Os falsos apetrechos de luxo são o brioche (ruim) que Maria Antonieta propunha ao povo
ESTOU PASSANDO alguns dias de férias na Itália. Domingo passado, de manhã, em Veneza, sentei-me à mesa de um bar ao lado da Ponte della Veneta Marina, na Riva dei Biasi. É um dos meus lugares preferidos, pela vista, que vai de San Giorgio até o campanário de San Marco, com, no meio, a igreja della Salute.Infelizmente, ao lado do bar, há uma sorveteria que coloca na calçada um imenso cone de sorvete de gesso (1,70 m). Visto da minha mesinha, o falso cone erguia suas bolas coloridas bem no meio, entre San Giorgio e San Marco.
Dois barcos, insensatos e idênticos, atracaram, lado a lado, na Riva dei Biasi. Deviam ser, originalmente, embarcações parecidas com os "vaporettos" que Veneza usa para o transporte público. Mas eles tinham sido camuflados de maneira a se parecer com navios piratas assim como eles seriam construídos às pressas para o carro alegórico de uma escola de samba de segunda divisão.
Ambos levavam, em letras góticas, o mesmo nome americano, "Jolly Roger". Os passageiros desceram, aparentemente felizes por ter dado sua volta por Veneza num navio "de época".
Agora minha visão incluía, entre San Giorgio e San Marco, além do cone de sorvete, dois navios piratas.
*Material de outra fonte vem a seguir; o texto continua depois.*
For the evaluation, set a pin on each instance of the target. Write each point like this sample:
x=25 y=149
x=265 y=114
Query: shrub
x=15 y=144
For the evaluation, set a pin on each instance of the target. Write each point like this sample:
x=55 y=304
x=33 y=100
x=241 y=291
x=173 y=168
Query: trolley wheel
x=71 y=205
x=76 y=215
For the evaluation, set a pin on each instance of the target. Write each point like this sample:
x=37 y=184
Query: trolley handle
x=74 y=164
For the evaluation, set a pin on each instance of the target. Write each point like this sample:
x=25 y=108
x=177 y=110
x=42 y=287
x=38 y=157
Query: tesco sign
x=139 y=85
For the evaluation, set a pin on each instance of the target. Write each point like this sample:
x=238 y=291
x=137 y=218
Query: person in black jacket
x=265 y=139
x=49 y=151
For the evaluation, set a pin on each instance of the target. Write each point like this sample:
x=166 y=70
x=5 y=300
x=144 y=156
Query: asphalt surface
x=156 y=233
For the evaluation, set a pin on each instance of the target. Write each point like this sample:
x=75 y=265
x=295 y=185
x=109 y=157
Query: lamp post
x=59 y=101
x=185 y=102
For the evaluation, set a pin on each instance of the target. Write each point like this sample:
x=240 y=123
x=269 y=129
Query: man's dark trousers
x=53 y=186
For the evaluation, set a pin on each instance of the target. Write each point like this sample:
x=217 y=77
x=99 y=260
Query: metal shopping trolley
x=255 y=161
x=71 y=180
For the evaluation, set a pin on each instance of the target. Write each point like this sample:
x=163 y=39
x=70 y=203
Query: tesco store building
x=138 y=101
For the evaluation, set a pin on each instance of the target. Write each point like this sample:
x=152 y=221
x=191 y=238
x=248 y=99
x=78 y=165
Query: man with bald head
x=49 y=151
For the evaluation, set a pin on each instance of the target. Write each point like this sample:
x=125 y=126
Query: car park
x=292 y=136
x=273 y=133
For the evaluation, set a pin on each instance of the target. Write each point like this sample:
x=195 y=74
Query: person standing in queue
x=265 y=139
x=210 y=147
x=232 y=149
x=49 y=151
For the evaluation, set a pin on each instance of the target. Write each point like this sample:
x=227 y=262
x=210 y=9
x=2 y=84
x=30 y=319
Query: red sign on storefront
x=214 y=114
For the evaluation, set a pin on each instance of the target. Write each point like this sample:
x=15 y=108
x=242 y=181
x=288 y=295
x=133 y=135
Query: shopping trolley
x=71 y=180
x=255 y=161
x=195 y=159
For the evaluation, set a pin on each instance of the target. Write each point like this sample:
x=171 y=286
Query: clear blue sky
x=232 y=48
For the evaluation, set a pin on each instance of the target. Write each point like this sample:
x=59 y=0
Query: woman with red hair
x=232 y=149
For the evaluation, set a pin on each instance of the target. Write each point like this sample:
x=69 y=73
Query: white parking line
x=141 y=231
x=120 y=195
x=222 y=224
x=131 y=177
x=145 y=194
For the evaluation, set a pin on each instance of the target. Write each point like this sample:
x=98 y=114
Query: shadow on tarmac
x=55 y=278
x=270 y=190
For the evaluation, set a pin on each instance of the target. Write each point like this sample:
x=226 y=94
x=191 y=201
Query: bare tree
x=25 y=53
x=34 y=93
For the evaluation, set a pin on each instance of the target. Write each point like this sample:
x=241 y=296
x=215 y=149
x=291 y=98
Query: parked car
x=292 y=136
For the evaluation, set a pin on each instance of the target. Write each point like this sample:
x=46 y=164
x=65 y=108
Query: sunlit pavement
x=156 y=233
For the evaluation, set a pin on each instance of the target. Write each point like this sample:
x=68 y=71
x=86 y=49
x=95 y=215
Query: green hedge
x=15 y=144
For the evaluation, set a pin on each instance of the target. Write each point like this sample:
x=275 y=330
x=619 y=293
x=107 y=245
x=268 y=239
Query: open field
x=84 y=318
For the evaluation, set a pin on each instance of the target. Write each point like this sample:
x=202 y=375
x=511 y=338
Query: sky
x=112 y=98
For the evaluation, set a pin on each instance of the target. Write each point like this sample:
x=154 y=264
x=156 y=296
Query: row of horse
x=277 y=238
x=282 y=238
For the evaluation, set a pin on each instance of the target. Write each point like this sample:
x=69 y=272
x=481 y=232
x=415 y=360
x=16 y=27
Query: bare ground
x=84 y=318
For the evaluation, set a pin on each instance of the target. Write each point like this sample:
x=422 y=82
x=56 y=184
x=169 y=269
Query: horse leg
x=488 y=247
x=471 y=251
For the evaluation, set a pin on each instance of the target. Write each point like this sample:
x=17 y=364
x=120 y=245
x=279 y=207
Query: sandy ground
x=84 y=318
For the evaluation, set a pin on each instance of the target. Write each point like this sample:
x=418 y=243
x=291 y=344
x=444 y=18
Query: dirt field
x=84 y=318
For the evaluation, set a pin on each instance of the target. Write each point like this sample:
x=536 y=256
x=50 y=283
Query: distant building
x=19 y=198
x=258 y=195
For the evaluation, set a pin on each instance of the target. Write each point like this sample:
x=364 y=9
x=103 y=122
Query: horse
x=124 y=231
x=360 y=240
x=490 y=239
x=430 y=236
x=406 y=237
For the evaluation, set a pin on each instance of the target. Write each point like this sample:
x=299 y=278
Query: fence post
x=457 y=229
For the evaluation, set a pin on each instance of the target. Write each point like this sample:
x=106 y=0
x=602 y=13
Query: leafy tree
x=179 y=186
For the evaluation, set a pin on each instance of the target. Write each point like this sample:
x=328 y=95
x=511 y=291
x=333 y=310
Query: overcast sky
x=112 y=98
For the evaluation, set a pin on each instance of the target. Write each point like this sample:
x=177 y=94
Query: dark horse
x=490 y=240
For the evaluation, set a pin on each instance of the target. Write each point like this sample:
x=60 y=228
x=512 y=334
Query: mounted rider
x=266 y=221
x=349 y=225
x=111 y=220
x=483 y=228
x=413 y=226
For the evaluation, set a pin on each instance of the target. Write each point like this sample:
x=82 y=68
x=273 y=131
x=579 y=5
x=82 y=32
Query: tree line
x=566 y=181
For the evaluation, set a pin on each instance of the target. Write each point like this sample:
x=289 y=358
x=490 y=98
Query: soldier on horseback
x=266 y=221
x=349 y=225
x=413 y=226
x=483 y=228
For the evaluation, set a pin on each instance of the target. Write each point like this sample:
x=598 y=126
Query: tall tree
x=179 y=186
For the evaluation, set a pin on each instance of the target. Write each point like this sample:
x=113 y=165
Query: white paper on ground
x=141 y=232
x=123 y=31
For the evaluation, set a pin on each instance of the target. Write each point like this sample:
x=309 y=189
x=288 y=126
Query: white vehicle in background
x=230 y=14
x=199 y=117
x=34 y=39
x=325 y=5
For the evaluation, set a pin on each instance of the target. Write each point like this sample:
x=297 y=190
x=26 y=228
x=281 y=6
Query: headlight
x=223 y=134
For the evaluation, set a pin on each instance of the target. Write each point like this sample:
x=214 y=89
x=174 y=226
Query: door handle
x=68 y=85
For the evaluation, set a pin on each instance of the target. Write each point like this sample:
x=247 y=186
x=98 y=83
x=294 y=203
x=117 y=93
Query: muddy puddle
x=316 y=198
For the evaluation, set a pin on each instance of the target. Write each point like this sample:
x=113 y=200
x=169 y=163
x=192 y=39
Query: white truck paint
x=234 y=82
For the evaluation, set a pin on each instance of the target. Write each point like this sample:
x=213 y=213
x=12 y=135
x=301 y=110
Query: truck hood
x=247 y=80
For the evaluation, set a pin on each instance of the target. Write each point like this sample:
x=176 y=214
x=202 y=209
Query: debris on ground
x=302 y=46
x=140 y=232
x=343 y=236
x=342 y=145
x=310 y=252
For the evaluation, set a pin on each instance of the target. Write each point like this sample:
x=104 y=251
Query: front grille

Ao ver uma fotografia desse panorama, qualquer amigo apostaria que eu tinha passado minhas férias na Disneylândia de Orlando.
Numerosos turistas paravam para se imortalizar diante dos navios piratas. Talvez achassem a cena interessante por ela condensar um traço do espírito pós-moderno: o pior fazer de conta é mais divertido do que qualquer meditação sobre a herança do passado. Ou, talvez, sem achar nada, simplesmente eles participassem desse espírito.
Logo chegou um grupo de imigrantes africanos. Sentaram-se no chão para se dedicar à tarefa de preencher de papel jornal as bolsas falsas de Gucci, Prada, Louis Vuitton, Hermes etc. que eles ofereceriam aos turistas. Do alto da última ponte que os separava da maior concentração de turistas, um trio de "carabinieri" os observava à distância. É um jogo que se repete em todas as cidades italianas: a polícia se aproxima e os imigrantes vendedores se afastam, respeitosamente.
Todos sabem que é proibido (tanto imigrar sem documentos quanto vender bolsas falsas), mas todos se rendem ao inelutável: 1) a África subsaariana, que não se sabe mais se é um continente ou uma balsa à deriva, só pode exportar suas massas de deserdados, 2) numa sociedade que cultua os signos aparentes de status, os falsos são o brioche (industrial e ruim) que Maria Antonieta queria oferecer ao povo que se queixava da falta de pão.
Ao lado dos navios piratas, estava atracado outro barco, vazio, o Moby Dick 2. Seus passageiros chegaram: eram pára-quedistas e veteranos da divisão Folgore, que celebrava, naquele dia, sua festa anual. Os mais jovens vestiam o uniforme, os mais idosos, que não caberiam mais na farda, só a boina vermelha.
A Folgore é um corpo de elite que escreveu suas páginas de glória, como se diz, durante a Segunda Guerra e ainda hoje combate no Afeganistão, além de cumprir missão de paz no Líbano.
Um veterano, no seu segundo aperitivo da manhã, pediu licença para a mulher que me acompanhava e cantarolou para nós uma música da divisão, que traduzo respeitando a rima: "E, se descermos num campo de bicicletas, todas as mulheres nos darão suas....".
Perto da Riva dei Biasi, quase em frente à minha casa de Veneza, há um escritório da Anpi, a associação nacional dos "partigiani" antifascistas italianos, quase sempre meio deserto. Os que tinham 20 anos em 1943 começam a minguar. Mas não é só isso: nas últimas eleições, a chegada de um presidente da Câmara que já foi do MSI (partido herdeiro do fascismo italiano) manifestou que o passado da luta antifascista não é mais o divisor de águas da política italiana ou européia.
Nestes dias, é meu aniversário -época de balanços. E o balanço saiu assim: africanos vendedores de falsos apetrechos do jet-set, Disneylândia de piratas e sorvete, soldados procurando glória e "b...etas" em causas incertas, com, no fundo, o esquecimento progressivo da história que já deu algum sentido coletivo à vida (desde os restos da grandeza veneziana até o escritório hoje vazio da Anpi).
Um americano, que estava sentado ao meu lado no bar, observou meu ar estupefato e me disse, ao levantar-se: "Cheer up", alegre-se. Ele tem razão.